Due to the Russia-Ukraine war, spot Russian ESPO's differential against Dubai has flipped to negative territory since March 4 on FOB Kozmino basis and is assessed at a discount of $23/b on May 6, S&P Global Commodity Insights Platts' assessment showed. While the discount for a Suezmax cargo of Urals against Dated Brent stay at a deep level of $36.615/b on an FOB Novorossiisk basis May 5.
In the refining sector, PetroChina's "oil product inventory is at a rather high level comparing with that of the beginning of 2022," senior vice president Ren Lixin said.
Tight movement controls against the recent wave of COVID-19 have dampened domestic oil product demand.
PetroChina slightly cut its refining utilization rate to 74% in April from 75% in the previous month to offset high inventory.
Ren expected the stock level would go down when economic activities recover from COVD-19 resurgence.
"For the entire 2022, China's economy growth will be maintained in a very appropriate range. We expect oil product demand to see a growth from last year," said Wang Hua, a finance director of PetroChina.
Wang added oil product demand in Q1 was flat to slightly higher than the same period of last year, boosted by gasoil but pulled down by jet fuel.
S&P Global's Platts Analytics estimated that China's oil demand would fall 6% year on year in Q2 and said that it is uncertain whether the reduction in Q2 will be compensated by recovery in H2 if Beijing continues with its zero-COVID strategy.
PetroChina sold 60.6 billion cubic meters of natural gas in the domestic market in the first quarter of 2022, up 10.9% year on year, the company's senior executive said.

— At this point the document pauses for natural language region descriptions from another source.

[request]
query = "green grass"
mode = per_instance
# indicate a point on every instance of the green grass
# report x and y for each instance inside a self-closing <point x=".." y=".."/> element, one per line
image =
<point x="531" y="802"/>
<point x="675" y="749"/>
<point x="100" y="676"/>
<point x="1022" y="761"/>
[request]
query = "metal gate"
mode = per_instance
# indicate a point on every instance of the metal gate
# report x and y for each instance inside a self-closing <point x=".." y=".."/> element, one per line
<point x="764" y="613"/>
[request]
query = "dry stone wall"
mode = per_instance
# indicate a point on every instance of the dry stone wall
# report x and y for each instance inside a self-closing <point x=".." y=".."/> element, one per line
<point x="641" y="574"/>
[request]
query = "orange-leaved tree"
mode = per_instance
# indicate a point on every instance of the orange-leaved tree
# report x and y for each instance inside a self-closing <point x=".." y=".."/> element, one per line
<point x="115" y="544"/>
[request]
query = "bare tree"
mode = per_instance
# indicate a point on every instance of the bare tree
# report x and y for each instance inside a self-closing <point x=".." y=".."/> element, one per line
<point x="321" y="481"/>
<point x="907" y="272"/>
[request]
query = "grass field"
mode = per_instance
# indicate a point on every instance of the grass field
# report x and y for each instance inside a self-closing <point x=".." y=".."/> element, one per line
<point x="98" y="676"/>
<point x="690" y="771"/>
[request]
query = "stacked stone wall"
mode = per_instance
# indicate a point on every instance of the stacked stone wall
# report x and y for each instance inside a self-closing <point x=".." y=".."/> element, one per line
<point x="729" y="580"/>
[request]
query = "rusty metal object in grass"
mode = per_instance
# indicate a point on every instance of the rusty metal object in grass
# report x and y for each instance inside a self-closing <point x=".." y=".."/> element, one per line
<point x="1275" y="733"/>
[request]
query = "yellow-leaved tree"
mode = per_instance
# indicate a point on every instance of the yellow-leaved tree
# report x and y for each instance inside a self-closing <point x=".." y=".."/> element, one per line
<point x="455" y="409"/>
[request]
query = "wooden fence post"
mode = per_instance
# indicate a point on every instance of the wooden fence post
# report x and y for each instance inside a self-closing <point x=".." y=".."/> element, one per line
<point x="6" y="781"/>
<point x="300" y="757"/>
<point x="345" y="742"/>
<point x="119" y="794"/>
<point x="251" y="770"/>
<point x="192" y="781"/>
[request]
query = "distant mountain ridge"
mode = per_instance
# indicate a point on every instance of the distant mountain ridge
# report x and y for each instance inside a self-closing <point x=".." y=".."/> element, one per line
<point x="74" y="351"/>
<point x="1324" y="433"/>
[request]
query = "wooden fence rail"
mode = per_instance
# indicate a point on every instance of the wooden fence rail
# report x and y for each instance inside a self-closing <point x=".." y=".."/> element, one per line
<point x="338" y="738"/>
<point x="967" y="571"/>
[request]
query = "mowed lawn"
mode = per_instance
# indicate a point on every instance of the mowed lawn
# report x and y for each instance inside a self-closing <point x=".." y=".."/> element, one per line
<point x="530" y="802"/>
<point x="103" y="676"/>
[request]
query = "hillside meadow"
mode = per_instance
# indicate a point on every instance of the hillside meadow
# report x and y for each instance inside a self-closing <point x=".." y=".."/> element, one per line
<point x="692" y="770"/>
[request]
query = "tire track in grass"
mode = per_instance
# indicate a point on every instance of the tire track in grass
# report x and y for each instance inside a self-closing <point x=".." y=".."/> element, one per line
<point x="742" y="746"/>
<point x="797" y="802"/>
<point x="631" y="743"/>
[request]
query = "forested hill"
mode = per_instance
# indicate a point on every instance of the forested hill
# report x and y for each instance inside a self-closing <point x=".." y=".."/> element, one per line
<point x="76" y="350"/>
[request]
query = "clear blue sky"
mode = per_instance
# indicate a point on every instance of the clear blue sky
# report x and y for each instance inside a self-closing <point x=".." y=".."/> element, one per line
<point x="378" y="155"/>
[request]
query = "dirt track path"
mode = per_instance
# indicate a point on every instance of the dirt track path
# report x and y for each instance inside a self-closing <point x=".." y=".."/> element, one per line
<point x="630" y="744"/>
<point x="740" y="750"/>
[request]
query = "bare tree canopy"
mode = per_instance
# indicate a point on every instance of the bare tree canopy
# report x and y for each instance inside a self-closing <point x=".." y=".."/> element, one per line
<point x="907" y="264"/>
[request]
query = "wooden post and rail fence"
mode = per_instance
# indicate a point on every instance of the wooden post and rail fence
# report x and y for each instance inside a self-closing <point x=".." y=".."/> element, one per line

The growth was lower than that of 14.6% seen in the same period of last year, the company's historical data showed, but it was much high than a rise of 0.5% for the total natural gas consumption in China in Q1 2022, according to the senior executive.
PetroChina imported 21.2 Bcm of natural gas, comprising pipeline gas and LNG, in the first three months of 2022, with a net profit of Yuan 3.47 billion, or Yuan 0.162/cu, Chai said.
The volume was up by 2.3 Bcm or 12.2% from 18.9 Bcm PetroChina imported in the same period of last year, S&P Global Commodity Insights' calculations based on the company's historical data showed.